Chinese unicorn VIPKid says it’s focused on maintaining quality in the face of ‘rapid growth’

The balancing act of maintaining a high quality online teaching platform with meteoric global growth is a constant battle for the CEO and founder of Chinese unicorn, VIPKid.

VIPKid is a Beijing-based education technology company aimed at China’s tens of millions of students. The company connects Chinese pupils with fluent English-speaking tutors in the United States and Canada.

Founded in 2013, the company is currently valued by investors at more than $3 billion.
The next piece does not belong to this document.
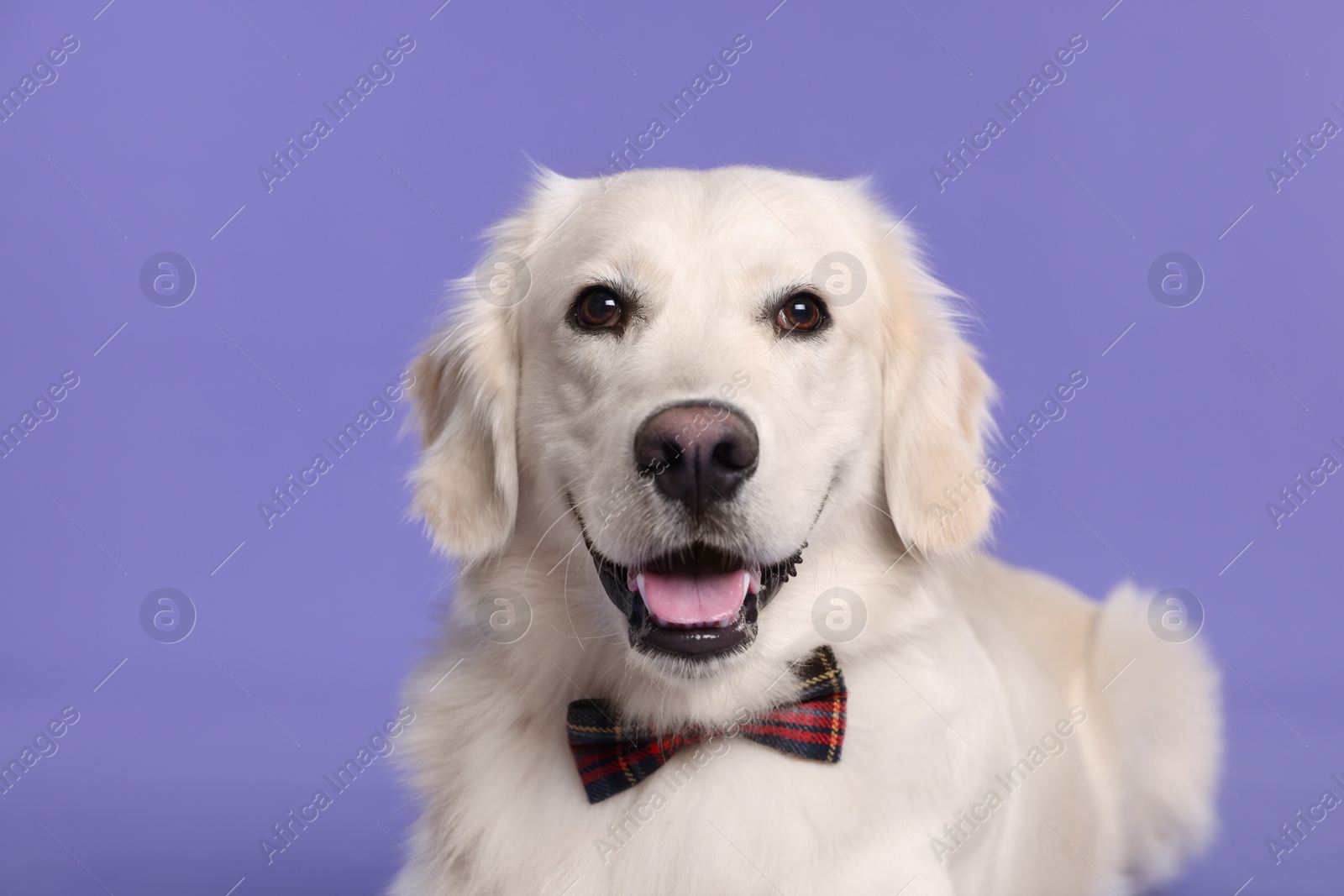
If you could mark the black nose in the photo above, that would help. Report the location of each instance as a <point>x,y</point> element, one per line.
<point>698,454</point>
Speaking at CNBC’s East Tech West conference in the Nansha district of Guangzhou, China on Wednesday, VIPKid’s Cindy Mi said: “The limit is, as a platform, how we can maintain the highest quality possible where we are undergoing this rapid growth (and) how we can stay focused on quality and learning efficacy when we are learning with so many teachers.”

The education start-up has more than 500,000 students and over 60,000 teachers on the platform, Mi said Wednesday. That’s almost double the company had reported the year previous and a massive leap from the just over 3,000 students it reported in 2015.
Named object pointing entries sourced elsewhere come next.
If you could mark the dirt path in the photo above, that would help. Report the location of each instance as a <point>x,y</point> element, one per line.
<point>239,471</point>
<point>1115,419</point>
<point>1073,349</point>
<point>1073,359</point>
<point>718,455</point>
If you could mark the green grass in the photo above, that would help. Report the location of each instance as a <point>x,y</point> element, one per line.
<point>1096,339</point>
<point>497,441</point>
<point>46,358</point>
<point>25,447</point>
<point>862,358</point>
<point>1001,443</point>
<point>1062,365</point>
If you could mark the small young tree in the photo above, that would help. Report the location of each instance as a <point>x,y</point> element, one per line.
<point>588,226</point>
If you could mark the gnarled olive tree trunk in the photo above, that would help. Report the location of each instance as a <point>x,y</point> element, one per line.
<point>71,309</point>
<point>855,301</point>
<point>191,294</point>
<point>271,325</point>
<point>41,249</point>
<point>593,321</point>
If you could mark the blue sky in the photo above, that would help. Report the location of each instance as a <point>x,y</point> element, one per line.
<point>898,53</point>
The company’s rapid growth makes it one of the fastest growing start-ups not only in the country’s fiercely competitive education technology sector — but in all of China.

VIPKid’s Mi said the company hoped to fully embrace a wide range of technologies to improve the learning experience for all the students on its platform.

“For augmented reality, if the students want to talk about the dinosaur then instead of a plain picture we can work with content providers like National Geographic learning and then instead they have all this vivid, visceral space we can turn into a lively dinosaur that can interact with the students,” she told CNBC’s Everett Rosenfeld.

“Also we have this virtual sticker for the classrooms, teachers can turn herself into a princess or a superhero and then the students are so enjoying the class. And then for virtual reality, we have the museum tours where our teachers can make videos to show students what their hometown used to look like,” Mi said.